Relevant statistical patterns found in the data, therefore, replace translations rules. Instead of having to be painstakingly programmed, they are automatically ‘learned’ by the software. It is easy to see the cost-saving value of this approach, compared to the traditional one, especially since the quality of the resulting translation is usually at a par with it.
In those areas of work less complex than translation between human languages, the productivity gains are compounded by a substantial quality improvement. Anyone who has ever specified automation processes knows just how complex it can be to anticipate all the possible situations the software will have to face once it is in production. This is even when functional domain experts are involved. The software’s functional rules are based on assumptions that themselves rely on a limited number of observations. But reality often proves to be far more complex than expected, meaning that automation is eventually suboptimal or that the software ends up requiring expensive corrections.
Machine Learning, on the other hand, absorbs and develops itself using all available data, regardless of the volume.
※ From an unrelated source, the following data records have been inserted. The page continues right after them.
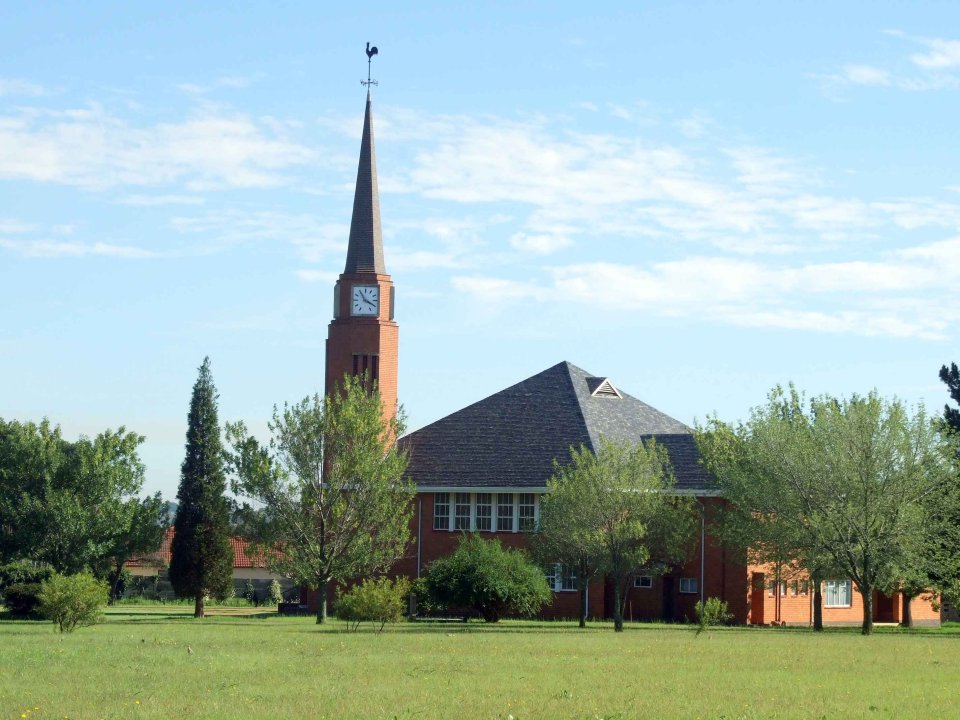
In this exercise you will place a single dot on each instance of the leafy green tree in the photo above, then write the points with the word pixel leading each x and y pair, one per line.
pixel 334 504
pixel 848 483
pixel 139 531
pixel 629 517
pixel 71 601
pixel 481 578
pixel 201 562
pixel 70 504
pixel 563 537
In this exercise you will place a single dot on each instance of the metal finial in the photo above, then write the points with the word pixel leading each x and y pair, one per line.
pixel 371 51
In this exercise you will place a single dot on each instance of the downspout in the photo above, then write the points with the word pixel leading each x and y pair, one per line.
pixel 703 549
pixel 419 533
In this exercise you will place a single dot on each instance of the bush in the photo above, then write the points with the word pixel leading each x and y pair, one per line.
pixel 712 612
pixel 481 578
pixel 73 600
pixel 377 601
pixel 22 599
pixel 22 573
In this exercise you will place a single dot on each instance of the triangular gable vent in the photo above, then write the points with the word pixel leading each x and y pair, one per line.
pixel 605 388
That means the risk of patterns or a use case being left out of the picture is therefore limited.
Humans must remain in charge
The machine also avoids human intelligence’s ‘cognitive biases’ that translate into imperfect selections of available data and inappropriate decision making.
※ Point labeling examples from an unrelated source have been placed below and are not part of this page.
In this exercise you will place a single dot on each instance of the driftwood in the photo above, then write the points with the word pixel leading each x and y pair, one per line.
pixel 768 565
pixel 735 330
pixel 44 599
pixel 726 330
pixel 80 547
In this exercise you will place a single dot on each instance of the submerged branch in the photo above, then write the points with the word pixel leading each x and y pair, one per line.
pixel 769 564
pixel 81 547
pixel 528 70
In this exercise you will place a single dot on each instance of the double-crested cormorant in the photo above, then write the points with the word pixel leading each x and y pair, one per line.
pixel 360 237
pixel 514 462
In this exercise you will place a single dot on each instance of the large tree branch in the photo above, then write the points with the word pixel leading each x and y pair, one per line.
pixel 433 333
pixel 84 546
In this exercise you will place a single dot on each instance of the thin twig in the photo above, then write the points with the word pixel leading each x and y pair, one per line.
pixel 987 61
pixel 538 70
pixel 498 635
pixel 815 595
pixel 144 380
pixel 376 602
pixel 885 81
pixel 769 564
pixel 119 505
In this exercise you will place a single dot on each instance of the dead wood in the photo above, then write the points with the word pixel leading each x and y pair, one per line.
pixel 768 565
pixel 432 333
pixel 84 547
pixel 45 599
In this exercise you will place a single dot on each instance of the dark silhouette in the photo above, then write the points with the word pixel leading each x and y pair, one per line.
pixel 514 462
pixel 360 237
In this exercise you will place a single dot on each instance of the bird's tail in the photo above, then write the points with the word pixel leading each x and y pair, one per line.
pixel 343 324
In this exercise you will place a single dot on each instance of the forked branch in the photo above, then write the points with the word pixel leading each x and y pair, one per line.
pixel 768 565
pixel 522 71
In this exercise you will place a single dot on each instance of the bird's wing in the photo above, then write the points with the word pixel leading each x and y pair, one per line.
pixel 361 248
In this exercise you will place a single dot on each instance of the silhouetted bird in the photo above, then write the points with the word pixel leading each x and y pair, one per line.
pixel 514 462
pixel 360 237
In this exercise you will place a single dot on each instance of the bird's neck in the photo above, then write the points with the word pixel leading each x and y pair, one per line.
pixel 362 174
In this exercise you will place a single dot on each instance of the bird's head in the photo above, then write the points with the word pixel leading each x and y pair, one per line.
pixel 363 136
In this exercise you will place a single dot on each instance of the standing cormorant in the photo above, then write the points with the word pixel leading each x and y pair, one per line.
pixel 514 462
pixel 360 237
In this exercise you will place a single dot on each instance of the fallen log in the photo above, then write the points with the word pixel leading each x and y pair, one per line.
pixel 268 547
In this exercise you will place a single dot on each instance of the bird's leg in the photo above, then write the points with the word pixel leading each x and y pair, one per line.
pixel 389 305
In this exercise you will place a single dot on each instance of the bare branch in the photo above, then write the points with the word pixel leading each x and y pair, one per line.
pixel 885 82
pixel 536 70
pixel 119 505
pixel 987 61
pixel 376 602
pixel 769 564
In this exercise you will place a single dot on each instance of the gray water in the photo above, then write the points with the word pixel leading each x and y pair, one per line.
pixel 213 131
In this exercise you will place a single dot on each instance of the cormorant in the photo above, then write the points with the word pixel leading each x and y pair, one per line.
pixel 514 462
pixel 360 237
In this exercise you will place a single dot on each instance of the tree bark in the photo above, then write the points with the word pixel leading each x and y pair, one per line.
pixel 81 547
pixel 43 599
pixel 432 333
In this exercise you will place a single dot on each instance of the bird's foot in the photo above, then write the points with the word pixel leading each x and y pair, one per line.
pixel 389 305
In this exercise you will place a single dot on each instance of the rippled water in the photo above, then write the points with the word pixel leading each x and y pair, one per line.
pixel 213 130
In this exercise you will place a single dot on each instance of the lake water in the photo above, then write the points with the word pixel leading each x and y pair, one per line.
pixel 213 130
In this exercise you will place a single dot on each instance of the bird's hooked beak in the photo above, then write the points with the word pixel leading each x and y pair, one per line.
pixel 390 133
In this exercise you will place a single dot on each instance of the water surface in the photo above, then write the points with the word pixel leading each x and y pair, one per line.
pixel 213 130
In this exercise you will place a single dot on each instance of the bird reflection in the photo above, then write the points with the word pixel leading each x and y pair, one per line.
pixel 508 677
A good example is that of the automated processing of loan requests received by banks. An algorithm parses the archives of previous requests where each borrower’s key information is recorded (age, revenues, wealth, family status, etc.) along with reimbursement information (whether they did pay the bank back or defaulted). It therefore highlights the likely relationship between a borrower profile and a default risk. Applied to a new loan request, the algorithm will predict, with an accuracy level considered as sufficient, whether the borrower will pay back. This means the risk of a bad decision, triggered by prejudice or the bank operative’s mood, is removed.
Nonetheless, it is crucial that humans remain the ultimate decision-makers.
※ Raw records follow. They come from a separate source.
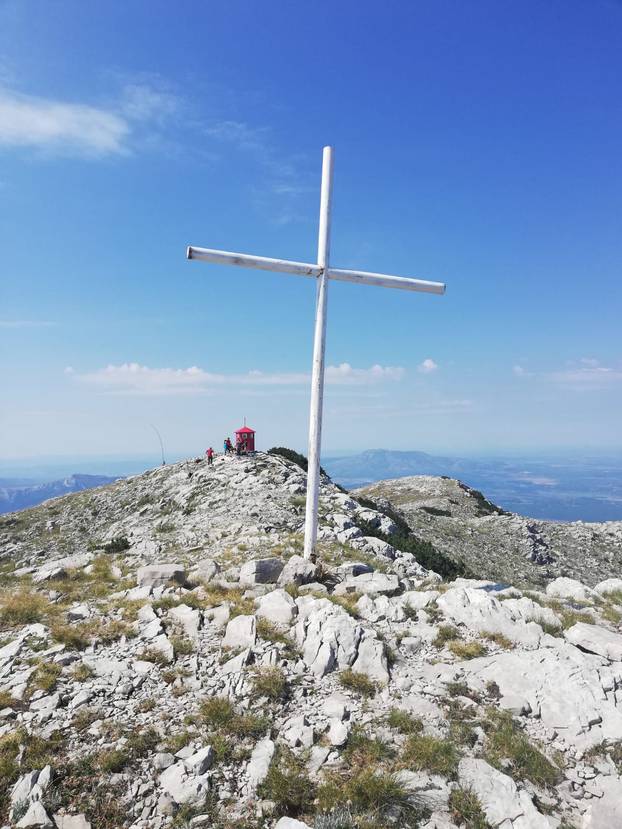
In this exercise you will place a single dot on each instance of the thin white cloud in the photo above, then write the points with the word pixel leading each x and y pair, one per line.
pixel 71 128
pixel 26 323
pixel 284 186
pixel 133 378
pixel 589 374
pixel 428 366
pixel 521 371
pixel 582 375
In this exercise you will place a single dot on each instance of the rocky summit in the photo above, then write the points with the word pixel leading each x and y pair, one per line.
pixel 168 658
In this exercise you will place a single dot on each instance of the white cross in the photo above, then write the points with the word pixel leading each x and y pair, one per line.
pixel 322 272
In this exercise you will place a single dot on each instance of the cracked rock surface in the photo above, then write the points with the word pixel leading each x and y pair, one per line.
pixel 168 659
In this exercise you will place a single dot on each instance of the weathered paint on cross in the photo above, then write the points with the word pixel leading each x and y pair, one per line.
pixel 322 272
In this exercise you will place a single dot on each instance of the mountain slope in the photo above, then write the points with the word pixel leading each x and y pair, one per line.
pixel 498 545
pixel 169 660
pixel 21 496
First, because the software is obviously not perfect. It is governed by settings made by humans. For instance, it may have been optimized to avoid ‘false-positives’ (where the loan is granted to a borrower who will default) and so will lean towards rejecting certain loan applications. It may also discard observations that don’t fit with its criteria. Therefore, a user must check that the system’s recommendations are legitimate and, if necessary, reject them. If he grants a loan to an applicant despite the system recommendation and it eventually turns out that the borrower meets the payment schedule, the new learned criteria will have to be introduced so that the algorithm accepts applications from similar profiles next time.
Another key reason is that only humans should make sure ethical standards are met, especially when a decision concerns an individual’s rights. The automated processing of non-anonymized data is already strictly regulated. And the law pertaining to this is likely to evolve further to protect citizens and consumers against the potential harmful effects of excessive statistical generalization.
Data über alles
It is essential to choose and set up an algorithmic model that fits the process at stake and the type of data sustaining it. Gauging a company’s default risk requires a different methodology to that of identifying a face on a picture. However, the automation performance will depend on meeting two imperatives:
- Data quality – Many cleansing and formatting activities are required to guarantee that rules discovered during the training phase are not based on false observations. This task is usually huge compared to the effort needed to set up the model.
- Training set Representativeness – The automation will be all the more efficient and accurate when ML is carried out on the basis of unbiased observations. These need to be similar enough to the real life cases the software will have to deal with. For instance, if I want to predict companies’ payment behavior but all the data I have is specific to companies within a given revenue range, the system may not be accurate when I will apply it to companies belonging to another range.
Access to data is crucial for ML projects’ success because, ultimately, no level of algorithmic sophistication will ever make up for a poor data set.